Il est probable que l’affirmation d’un geste politique ne soit ni une affirmation, ni un geste, ni vraiment politique, LA MER GELÉE entend donc s’abstenir de brandir la « résistance », et le monde des revues est d’ailleurs trop rempli de collaborateurs. Nous préférons éviter de plonger dans ces mots. Lesquels, de toute façon, sont pris dans les glaces.

S’il est un engagement politique à quoi nous nous accrochons, c’est par exemple celui de la traduction. L’exercice de la traduction tient une place de choix au sein LA MER GELÉE : traduction systématique de l’allemand au français, du français vers l’allemand, mais aussi de l’ancien français vers le français, ou plus récemment de l’anglais (Canada) à l’allemand et au français. Nous prévoyons dans un prochain numéro d’ouvrir la revue à d’autres langues encore : le russe, le hongrois, l’italien, l’espagnol.

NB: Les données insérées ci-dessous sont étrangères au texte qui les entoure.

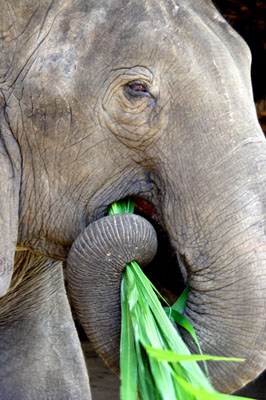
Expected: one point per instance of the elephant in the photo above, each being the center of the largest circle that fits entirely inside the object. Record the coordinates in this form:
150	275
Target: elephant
105	100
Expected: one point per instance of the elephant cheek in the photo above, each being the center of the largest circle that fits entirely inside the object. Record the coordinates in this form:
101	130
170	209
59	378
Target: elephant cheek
94	270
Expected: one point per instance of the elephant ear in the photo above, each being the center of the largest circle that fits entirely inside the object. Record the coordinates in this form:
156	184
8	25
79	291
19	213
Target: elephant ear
10	178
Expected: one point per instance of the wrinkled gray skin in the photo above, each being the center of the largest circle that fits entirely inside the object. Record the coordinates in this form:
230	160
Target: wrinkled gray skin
77	134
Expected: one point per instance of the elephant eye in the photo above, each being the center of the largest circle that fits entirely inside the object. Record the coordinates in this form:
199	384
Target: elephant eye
137	89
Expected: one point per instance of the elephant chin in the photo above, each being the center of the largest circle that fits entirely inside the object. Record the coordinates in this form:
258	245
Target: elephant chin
94	270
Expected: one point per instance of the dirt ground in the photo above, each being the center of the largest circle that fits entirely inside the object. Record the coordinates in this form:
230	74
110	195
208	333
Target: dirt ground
105	386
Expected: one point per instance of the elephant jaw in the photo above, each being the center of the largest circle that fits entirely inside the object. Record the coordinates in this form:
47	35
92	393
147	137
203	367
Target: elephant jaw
96	297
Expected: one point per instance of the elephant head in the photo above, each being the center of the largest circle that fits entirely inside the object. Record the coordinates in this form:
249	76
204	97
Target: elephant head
105	100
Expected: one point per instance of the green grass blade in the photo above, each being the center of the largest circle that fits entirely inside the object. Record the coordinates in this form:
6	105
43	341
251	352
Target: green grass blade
128	360
181	302
171	356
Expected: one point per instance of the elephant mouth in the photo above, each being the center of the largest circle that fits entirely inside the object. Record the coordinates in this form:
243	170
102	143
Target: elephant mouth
164	271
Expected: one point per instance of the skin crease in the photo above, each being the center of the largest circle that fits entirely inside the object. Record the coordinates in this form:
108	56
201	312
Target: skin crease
74	138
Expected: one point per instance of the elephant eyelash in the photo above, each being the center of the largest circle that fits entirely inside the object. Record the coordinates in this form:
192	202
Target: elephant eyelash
137	89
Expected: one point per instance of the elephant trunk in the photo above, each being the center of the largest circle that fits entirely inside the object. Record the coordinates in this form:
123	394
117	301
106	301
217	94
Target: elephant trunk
94	267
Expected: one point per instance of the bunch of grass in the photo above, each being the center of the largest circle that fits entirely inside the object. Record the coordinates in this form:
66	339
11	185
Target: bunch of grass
155	363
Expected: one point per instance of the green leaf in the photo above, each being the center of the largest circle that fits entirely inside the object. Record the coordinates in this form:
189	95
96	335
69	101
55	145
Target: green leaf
171	356
155	362
128	360
181	302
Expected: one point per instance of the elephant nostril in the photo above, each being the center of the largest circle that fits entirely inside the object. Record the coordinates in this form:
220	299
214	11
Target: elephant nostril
146	208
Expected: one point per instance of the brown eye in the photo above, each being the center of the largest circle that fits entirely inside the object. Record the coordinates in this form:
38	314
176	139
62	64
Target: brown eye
137	89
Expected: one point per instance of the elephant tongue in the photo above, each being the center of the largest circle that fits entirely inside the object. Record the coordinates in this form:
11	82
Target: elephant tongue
145	207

La traduction comme nous la comprenons est une manière de rompre avec la règne de l’équivalence généralisée, où rien ne ressemble plus à un roman de la rentrée qu’un autre roman de la rentrée, où tout baigne dans un français lisse de dictée de classe de 6ème, que ce soit traduit d’une langue étrangère ou non. Au passage, salut à une immense exception récente : la traduction totale de Khlebnikov par Yvan Mignot.

« Celui qui traduit un verset tel qu’il se présente est un menteur », dit le Talmud de Babylone.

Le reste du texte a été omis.